Barclays sees upside in stocks as re-risking stays subdued

Investing.com -- Barclays believes the path of least resistance for equities is still higher, supported by muted re-risking, resilient earnings, and favorable liquidity conditions.

Despite a market rebound in recent weeks, the firm notes that “mutual funds inflows stalled in May,” while hedge funds and CTAs remain “under-exposed to equities.”

According to Barclays, “retail buying showed only a modest pickup,” and although allocation to equities remains high, investor sentiment is cautious.

As a result, “systematic buying may help equities to keep grinding higher” as volatility stays contained.

The equity outlook is also being cushioned by improving fundamentals, according to the bank.

“Resilient earnings, a pick-up in buybacks activity and a steady rise in global M2 liquidity all favour equities,” Barclays said, even as concerns about U.S. debt sustainability temporarily flipped the equity-bond correlation negative.

Meanwhile, a rotation out of U.S. equities and into the rest of the world (RoW) appears to be gaining momentum.

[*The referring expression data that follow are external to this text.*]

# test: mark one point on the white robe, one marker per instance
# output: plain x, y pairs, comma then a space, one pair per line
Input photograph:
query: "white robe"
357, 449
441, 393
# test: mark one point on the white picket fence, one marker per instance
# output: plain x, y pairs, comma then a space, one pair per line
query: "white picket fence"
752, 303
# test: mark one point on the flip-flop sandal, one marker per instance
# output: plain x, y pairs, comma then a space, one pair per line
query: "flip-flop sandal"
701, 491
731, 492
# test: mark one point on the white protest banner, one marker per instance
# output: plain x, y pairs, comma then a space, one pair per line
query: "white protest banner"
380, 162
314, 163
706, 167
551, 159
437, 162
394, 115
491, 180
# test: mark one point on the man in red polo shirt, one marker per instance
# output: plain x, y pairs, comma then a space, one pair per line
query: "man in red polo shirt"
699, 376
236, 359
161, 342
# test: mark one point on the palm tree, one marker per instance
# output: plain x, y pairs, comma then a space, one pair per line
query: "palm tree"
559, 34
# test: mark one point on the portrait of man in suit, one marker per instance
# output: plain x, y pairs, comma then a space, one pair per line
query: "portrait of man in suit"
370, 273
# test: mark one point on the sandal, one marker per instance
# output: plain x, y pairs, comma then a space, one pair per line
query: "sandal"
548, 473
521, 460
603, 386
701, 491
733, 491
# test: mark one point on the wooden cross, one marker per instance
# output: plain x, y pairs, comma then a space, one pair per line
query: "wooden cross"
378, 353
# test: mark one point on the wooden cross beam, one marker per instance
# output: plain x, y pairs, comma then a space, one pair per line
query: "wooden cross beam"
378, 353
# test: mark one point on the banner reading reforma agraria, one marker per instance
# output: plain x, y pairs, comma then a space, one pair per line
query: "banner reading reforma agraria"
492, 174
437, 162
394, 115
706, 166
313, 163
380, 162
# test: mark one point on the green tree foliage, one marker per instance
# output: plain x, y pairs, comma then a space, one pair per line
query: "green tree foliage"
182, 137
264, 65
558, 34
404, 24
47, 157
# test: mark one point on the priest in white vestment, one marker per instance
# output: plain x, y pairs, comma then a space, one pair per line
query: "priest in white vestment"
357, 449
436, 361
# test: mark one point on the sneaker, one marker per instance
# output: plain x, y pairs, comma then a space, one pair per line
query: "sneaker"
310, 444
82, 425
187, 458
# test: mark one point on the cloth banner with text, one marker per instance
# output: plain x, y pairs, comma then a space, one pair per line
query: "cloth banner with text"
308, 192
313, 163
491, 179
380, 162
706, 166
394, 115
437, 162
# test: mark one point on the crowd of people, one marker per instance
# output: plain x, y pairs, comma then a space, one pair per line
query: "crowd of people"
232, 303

“U.S. vs. RoW equity flows have started to turn and follow the dollar lower,” with global ex-U.S. equities “breaking out from their post-GFC range.”

While European investors haven’t sold U.S. assets aggressively, “U.S.-domiciled investors sold U.S. equities and bought into RoW equities last month.”

European equity demand “remains steady,” especially from domestic investors, and EM equities have also benefited from a weaker dollar. Japan saw equity inflows pick up, though fiscal concerns led to bond outflows.

Sector rotation trends are also said to suggest opportunity. “Cyclicals outperformed in May and saw inflows pick up,” Barclays said, while crowding remains low in EU exporters, autos, consumer cyclicals, energy, and AI plays.

Among the current market risks, Barclays lists potential “pain trades” as “higher equities, lower yields, higher USD, US>ROW, Cyclicals>Defensives, Growth>Value, and EU exporters>domestics.”